Two places where more light needs to shine:
1. The ITU "next generation network" standards process. ITU hosts a resource page here. It looks as if telcos from around the world want to take the billing/tracing standards used by mobile carriers and graft them onto the internet. This would allow them to know exactly what everyone is doing on their networks, and to charge for it.
Standards aren't neutral. The original internet standards had a definite bias towards openness, non-discrimination, and simplicity. The ITU project is aimed at making the internet into (essentially) a circuit-switched operation, in which central control is far easier. This is appealing to many powerful entities around the world, including law enforcement authorities. There are constant NGN-oriented meetings, and steady progress is being made. Unless we pay attention -- actively -- the original internet standards won't always be with us.
What can you do? You can ask the techies you know to translate for you, and to help persuade internet advocacy organizations that are friendly to the original standards to get actively involved in the ITU process.
2. TV Without Frontiers.

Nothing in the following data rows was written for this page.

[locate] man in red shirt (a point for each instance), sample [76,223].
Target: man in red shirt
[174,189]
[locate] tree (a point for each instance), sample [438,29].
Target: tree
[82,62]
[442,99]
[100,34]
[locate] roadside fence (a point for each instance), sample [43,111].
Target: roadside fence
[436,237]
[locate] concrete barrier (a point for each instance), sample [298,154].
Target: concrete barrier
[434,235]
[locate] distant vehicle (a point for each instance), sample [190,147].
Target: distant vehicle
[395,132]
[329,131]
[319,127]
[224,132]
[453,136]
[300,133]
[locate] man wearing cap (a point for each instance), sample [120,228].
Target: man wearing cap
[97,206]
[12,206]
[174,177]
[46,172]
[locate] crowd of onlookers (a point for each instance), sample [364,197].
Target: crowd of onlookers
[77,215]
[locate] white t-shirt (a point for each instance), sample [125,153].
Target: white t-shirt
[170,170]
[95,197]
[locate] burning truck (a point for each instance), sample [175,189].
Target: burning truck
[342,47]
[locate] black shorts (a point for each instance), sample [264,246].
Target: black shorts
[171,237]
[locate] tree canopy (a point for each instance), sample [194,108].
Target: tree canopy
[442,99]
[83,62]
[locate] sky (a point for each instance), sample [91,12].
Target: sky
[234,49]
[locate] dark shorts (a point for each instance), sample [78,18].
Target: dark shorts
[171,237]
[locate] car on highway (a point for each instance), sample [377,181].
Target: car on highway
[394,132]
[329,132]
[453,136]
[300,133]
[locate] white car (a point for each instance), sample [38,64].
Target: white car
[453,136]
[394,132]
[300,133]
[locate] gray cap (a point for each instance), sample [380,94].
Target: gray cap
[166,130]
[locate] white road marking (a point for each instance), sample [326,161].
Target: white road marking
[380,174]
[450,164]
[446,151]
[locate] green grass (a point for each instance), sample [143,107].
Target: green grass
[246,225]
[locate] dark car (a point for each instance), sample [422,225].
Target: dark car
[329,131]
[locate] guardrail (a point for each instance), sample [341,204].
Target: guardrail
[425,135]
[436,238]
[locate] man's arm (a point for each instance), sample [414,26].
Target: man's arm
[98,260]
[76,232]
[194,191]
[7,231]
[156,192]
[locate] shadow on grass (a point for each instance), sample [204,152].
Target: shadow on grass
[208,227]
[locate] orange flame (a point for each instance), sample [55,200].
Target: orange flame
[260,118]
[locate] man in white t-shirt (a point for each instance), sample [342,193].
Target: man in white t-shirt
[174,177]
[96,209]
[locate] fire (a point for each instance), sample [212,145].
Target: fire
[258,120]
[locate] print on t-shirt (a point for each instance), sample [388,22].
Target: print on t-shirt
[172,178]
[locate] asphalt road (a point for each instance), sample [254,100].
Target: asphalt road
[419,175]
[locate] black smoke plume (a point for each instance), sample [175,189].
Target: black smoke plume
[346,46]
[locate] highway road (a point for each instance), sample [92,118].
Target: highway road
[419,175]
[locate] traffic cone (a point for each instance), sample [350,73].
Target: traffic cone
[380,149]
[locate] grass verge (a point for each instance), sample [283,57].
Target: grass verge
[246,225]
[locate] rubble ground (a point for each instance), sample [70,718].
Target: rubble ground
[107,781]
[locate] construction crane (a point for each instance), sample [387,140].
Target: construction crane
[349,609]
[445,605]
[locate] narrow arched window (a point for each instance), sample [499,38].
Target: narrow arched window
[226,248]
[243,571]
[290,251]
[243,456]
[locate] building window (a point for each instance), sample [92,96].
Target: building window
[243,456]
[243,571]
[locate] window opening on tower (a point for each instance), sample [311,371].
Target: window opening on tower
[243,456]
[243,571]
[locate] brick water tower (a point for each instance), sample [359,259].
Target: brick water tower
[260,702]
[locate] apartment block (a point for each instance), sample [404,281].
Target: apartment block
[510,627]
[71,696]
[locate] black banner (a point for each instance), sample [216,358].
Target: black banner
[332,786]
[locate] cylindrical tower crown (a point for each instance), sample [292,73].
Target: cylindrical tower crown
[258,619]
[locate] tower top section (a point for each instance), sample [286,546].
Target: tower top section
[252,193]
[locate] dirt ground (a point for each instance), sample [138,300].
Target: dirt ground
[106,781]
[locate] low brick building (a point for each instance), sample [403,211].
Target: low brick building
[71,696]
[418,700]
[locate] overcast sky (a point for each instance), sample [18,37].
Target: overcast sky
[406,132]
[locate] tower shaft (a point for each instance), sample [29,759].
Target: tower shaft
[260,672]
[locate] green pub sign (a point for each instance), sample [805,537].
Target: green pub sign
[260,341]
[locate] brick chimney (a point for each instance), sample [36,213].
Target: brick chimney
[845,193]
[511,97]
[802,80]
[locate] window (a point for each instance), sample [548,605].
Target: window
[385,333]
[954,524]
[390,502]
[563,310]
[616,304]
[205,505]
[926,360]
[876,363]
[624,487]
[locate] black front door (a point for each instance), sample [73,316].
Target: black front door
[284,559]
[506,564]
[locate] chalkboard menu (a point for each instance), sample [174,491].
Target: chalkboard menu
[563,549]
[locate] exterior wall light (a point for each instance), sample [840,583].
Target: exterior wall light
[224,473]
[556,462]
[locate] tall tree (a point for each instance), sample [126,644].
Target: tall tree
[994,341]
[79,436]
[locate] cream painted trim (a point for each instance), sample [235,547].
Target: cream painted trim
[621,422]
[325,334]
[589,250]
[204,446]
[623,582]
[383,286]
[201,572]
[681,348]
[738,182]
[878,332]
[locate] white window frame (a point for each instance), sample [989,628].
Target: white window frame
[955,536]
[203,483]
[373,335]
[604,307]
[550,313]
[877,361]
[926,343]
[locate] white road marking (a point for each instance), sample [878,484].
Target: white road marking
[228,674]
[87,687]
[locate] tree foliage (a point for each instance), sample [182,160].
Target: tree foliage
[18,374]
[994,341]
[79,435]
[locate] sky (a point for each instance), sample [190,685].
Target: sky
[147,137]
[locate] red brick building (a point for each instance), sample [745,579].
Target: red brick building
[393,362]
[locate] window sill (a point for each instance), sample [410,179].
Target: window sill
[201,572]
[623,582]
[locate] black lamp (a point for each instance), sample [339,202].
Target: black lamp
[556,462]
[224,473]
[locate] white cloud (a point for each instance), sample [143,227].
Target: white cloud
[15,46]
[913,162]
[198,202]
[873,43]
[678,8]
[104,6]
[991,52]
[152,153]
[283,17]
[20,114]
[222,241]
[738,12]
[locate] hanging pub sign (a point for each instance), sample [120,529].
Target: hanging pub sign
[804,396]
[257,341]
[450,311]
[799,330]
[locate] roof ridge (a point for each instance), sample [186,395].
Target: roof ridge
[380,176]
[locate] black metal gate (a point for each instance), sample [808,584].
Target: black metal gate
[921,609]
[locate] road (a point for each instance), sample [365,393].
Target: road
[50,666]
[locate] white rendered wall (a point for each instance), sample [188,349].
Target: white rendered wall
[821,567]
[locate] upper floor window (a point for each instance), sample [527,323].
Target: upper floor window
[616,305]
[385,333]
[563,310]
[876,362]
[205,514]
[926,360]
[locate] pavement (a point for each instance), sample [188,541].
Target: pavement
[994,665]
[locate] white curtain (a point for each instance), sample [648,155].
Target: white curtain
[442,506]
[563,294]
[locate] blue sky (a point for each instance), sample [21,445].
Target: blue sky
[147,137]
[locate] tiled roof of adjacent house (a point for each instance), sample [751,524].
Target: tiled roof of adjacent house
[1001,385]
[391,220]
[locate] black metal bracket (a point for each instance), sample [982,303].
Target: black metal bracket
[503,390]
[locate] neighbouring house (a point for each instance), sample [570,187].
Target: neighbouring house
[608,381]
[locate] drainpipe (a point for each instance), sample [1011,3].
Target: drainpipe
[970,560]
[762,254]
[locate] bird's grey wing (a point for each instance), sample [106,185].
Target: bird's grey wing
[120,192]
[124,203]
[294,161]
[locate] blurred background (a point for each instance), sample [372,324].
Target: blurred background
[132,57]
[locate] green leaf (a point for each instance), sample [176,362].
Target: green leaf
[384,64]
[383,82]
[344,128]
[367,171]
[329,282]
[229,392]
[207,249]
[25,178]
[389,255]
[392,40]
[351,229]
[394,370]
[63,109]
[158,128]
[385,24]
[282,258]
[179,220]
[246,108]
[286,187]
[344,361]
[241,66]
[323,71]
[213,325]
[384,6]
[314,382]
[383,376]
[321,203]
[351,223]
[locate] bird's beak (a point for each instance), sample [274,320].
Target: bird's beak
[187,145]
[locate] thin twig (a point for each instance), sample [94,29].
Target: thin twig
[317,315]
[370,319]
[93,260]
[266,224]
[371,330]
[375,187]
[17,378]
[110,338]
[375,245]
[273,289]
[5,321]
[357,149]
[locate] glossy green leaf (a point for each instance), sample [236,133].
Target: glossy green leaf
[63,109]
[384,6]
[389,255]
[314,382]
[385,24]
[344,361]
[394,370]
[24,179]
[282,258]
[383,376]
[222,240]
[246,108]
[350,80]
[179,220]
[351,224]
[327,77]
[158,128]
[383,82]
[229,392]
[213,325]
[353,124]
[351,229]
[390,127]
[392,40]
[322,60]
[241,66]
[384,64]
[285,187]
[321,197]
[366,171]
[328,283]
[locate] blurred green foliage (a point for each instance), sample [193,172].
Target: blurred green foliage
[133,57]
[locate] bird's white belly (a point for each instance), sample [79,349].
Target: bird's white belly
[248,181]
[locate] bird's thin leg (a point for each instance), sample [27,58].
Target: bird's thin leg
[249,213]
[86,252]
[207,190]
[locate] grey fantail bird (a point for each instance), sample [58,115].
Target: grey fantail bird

Just as the ITU wants to take mobile rules and stick them on the internet, the European Commission wants to take rules about broadcast TV (protection of minors, for example) and apply them to internet content. This is a hopelessly pernicious idea.
What can you do? If you work for a large company that has something to do with internet content, you can take a moment to flip through a few comments, understand why this is a bad move (I'll do this in summary tomorrow -- about to get on a train here), and publicize the substantial retrograde inversion that this step represents.